State prosecutor Edward Dávila said in a statement that the pressure of infection is now too high for the trial to proceed as planned. He notes that prior to the weekend, California had more than 1.76 million confirmed cases of infection and 22,160 deaths related to coronary heart disease.
Hospitals in Santa Clara County, where the trial was supposed to take place at the beginning of the new year, are approaching full capacity. It’s unfortunate considering that the trial is expected to last for several months, Davila writes.
The company was valued at 85 billion
Elizabeth Holmes, now a 36-year-old dropout from Stanford, founded the pharmaceutical company Theranos in 2003, which offered what was supposed to be a completely new and revolutionary method of testing patients for a wide range of diseases, using a tiny drop of blood and a mysterious machine. Edison cold.

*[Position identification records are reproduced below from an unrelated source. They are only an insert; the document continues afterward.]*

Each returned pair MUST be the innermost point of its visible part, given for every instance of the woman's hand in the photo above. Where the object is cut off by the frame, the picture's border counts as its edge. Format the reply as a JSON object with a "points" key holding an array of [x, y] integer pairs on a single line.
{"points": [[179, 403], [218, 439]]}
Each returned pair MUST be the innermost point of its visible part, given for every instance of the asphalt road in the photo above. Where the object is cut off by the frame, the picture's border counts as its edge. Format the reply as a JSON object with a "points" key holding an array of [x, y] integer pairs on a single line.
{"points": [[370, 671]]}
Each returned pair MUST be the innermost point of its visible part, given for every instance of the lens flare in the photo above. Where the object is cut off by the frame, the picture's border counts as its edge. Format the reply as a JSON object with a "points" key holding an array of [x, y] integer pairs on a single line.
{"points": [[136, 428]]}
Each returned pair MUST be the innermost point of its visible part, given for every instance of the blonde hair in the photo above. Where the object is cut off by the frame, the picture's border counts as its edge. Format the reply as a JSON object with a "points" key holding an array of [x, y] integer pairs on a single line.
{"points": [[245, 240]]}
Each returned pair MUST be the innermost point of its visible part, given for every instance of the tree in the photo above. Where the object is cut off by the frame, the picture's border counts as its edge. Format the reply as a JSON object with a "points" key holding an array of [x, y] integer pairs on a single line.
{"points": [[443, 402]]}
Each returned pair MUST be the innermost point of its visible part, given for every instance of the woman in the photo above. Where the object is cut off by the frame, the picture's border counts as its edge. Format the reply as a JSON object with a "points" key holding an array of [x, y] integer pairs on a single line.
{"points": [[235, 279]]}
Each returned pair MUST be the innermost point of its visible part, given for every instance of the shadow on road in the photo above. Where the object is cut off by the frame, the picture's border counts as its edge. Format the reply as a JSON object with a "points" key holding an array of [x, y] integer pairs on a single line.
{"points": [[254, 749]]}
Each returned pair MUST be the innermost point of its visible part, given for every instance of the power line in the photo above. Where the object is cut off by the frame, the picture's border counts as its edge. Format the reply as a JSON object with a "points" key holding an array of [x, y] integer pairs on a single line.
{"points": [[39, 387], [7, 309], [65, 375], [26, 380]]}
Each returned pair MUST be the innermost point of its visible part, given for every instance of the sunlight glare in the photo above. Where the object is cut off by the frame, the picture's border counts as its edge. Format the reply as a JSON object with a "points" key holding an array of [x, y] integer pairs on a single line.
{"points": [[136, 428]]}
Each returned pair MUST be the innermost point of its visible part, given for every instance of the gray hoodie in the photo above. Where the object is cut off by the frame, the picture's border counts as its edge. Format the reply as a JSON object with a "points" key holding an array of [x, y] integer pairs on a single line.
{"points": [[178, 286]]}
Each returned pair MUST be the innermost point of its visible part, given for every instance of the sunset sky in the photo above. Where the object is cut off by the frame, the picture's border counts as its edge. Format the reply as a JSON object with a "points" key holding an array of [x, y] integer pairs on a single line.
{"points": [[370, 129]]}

With her on the investor side, she got a number of wealthy people on the right in American politics and society, such as Henry Kissinger and George P. Shultz, drawn into her vision of private disruption of public health services. . At most, Theranos was valued at NOK 85 billion, and Holmes became the youngest in the United States. self made multimillionaire.
But the entire company was fraudulent, the technology had never worked, and now Holmes and his closest accomplices risk spending many years in prison after being charged with “massive fraud.”
Elizabeth Holmes herself could face up to 20 years in prison if convicted, writes CNBC.
Revealed by WSJ journalist
The actual investigation in the Theranos case was conducted by Wall Street Journal reporter John Carreyrou, who exposed the scandal and later published the book “Bad Blood: Secrets and Lies in a Silicon Valley start-up.” It will now be a movie starring Jennifer Lawrence as Holmes, after “The Big Short” director Adam McKay bought the rights.
Meanwhile, on the HBO streaming service, you can watch Alex Gibney’s documentary about the scandal, “The Inventor: In Search of Blood in Silicon Valley.”
The prosecution believes it has more than enough evidence that Holmes was involved in misleading investors, doctors and patients into believing that the blood test technology was far more effective than it actually was.